In [1]:
import numpy as np
import random
import torch

seed = 42

random.seed(seed)
np.random.seed(seed)
torch.manual_seed(seed) 
if torch.cuda.is_available():
    torch.cuda.manual_seed_all(seed)

In [2]:
from datasets import load_dataset

# Load the e-SNLI dataset
dataset = load_dataset("esnli")

train_dataset = dataset['train']
eval_dataset = dataset['validation']
#test_dataset = dataset['test']

indices = list(range(0, len(train_dataset), 10))  # Select every 10th index
train_dataset = train_dataset.select(indices)

len(train_dataset), len(eval_dataset)#, len(test_dataset)

Reusing dataset esnli (/home/ec2-user/.cache/huggingface/datasets/esnli/plain_text/0.0.2/a160e6a02bbb8d828c738918dafec4e7d298782c334b5109af632fec6d779bbc)


  0%|          | 0/3 [00:00<?, ?it/s]

(54937, 9842)

In [3]:
label_dct = {0: "entailment", 1: "neutral", 2: "contradiction"}

In [4]:
from transformers import T5Tokenizer

tokenizer = T5Tokenizer.from_pretrained("google/flan-t5-small")

# Preprocessing function
def preprocess(example):
    # Prepare input and output text
    input_text = f"Premise: {example['premise']} Hypothesis: {example['hypothesis']} What is the relationship?

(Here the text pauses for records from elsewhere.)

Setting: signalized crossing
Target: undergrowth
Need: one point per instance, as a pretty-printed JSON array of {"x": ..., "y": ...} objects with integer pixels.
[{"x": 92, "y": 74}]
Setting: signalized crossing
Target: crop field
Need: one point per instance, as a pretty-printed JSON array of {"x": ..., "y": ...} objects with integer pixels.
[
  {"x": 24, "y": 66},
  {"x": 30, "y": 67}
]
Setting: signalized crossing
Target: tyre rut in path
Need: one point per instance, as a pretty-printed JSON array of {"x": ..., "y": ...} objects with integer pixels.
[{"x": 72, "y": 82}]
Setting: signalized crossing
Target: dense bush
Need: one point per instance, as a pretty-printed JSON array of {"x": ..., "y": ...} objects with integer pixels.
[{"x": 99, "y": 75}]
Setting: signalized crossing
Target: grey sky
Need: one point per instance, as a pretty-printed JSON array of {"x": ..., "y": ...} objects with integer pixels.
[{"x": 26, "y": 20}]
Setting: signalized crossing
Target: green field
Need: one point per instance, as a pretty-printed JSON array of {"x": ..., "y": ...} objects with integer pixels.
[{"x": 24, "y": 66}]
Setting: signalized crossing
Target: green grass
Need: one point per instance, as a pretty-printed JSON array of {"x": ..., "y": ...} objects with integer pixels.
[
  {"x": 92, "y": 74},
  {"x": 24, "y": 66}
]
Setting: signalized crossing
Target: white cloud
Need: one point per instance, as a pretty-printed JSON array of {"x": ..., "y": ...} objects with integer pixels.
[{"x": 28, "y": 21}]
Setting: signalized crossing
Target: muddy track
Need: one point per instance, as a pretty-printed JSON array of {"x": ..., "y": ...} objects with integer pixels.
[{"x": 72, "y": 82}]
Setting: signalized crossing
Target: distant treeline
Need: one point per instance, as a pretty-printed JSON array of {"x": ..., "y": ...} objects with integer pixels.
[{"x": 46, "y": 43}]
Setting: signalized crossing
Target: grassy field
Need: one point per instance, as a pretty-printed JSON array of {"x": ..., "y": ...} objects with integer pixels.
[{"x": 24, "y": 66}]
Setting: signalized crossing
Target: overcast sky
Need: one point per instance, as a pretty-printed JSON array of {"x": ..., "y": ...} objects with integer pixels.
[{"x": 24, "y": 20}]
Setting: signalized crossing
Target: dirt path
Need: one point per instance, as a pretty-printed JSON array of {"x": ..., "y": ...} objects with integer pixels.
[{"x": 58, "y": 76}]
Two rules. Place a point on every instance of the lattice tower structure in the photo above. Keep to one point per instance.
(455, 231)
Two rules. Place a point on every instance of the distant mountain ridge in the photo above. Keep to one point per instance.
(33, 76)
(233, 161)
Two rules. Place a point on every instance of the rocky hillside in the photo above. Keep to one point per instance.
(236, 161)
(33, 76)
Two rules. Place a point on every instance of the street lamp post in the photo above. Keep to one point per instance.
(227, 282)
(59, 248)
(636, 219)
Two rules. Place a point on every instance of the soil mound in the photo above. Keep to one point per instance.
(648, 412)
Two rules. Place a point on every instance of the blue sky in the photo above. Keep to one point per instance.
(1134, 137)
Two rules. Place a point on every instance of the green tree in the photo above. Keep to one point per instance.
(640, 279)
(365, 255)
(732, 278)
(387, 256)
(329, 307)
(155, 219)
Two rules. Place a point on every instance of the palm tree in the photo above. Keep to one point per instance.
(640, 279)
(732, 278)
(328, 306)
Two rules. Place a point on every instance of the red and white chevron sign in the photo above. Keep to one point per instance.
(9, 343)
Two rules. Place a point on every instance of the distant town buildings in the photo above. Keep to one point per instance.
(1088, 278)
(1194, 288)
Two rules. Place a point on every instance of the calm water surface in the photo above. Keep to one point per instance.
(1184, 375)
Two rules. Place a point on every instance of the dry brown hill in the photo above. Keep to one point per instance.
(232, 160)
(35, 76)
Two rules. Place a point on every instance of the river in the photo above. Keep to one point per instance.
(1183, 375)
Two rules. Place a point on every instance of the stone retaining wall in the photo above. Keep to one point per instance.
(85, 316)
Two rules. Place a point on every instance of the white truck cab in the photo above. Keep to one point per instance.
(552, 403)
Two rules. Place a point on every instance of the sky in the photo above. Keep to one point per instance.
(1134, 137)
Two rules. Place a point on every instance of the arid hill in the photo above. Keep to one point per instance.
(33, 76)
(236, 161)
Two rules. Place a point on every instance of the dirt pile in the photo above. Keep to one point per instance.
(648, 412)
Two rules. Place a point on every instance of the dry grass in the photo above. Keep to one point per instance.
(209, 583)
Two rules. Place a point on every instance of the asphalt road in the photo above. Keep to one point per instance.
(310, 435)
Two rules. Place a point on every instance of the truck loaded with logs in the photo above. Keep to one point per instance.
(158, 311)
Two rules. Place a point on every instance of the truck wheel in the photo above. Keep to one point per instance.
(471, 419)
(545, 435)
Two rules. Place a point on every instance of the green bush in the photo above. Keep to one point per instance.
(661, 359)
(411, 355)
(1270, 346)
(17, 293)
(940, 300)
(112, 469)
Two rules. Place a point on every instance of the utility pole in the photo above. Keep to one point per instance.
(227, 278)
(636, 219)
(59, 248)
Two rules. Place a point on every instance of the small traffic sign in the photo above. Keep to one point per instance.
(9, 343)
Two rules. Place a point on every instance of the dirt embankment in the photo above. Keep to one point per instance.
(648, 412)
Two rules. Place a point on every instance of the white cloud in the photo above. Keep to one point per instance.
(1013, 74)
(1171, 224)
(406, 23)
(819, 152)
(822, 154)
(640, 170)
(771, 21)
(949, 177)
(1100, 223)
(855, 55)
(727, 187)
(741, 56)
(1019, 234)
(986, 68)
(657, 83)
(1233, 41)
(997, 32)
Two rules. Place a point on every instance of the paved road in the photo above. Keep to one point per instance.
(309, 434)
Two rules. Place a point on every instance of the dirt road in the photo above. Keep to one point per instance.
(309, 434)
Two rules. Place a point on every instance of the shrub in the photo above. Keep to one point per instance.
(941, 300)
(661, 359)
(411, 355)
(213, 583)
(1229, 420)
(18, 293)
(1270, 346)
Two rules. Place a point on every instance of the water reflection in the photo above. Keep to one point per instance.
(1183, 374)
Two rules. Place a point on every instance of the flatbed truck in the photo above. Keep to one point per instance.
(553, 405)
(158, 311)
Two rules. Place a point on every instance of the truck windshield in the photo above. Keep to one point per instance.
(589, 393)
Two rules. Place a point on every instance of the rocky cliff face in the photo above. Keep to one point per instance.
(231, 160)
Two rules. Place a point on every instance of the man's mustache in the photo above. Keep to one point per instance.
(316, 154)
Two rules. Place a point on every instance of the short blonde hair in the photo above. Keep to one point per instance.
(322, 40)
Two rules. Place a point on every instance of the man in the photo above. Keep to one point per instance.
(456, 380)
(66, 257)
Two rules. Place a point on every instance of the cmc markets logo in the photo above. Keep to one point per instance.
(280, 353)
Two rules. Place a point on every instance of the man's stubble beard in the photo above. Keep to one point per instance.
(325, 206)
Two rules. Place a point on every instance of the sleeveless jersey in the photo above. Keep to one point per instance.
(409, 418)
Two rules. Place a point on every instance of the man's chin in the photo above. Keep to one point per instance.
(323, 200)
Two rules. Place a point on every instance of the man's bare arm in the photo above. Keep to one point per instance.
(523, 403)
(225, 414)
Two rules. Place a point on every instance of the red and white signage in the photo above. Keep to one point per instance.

Explain your answer."
    output_text = f"{label_dct[example['label']]}: {example['explanation_1']}. {example['explanation_2']}. {example['explanation_3']}."

    # Tokenize input and output
    input_encoding = tokenizer(input_text, truncation=True, padding="max_length", max_length=512, return_tensors="pt")
    output_encoding = tokenizer(output_text, truncation=True, padding="max_length", max_length=512, return_tensors="pt")

    # Create a dictionary to return
    return {
        "input_ids": input_encoding["input_ids"][0],  # Remove batch dimension
        "attention_mask": input_encoding["attention_mask"][0],  # Remove batch dimension
        "labels": output_encoding["input_ids"][0] # Remove batch dimension
    }


# Apply preprocessing
train_dataset = train_dataset.map(
    preprocess,
    remove_columns=['premise', 'hypothesis', 'label', 'explanation_1', 'explanation_2', 'explanation_3'],
)
eval_dataset = eval_dataset.map(
    preprocess,
    remove_columns=['premise', 'hypothesis', 'label', 'explanation_1', 'explanation_2', 'explanation_3'],
)

You are using the default legacy behaviour of the <class 'transformers.models.t5.tokenization_t5.T5Tokenizer'>. This is expected, and simply means that the `legacy` (previous) behavior will be used so nothing changes for you. If you want to use the new behaviour, set `legacy=False`. This should only be set if you understand what it means, and thouroughly read the reason why this was added as explained in https://github.com/huggingface/transformers/pull/24565
Special tokens have been added in the vocabulary, make sure the associated word embeddings are fine-tuned or trained.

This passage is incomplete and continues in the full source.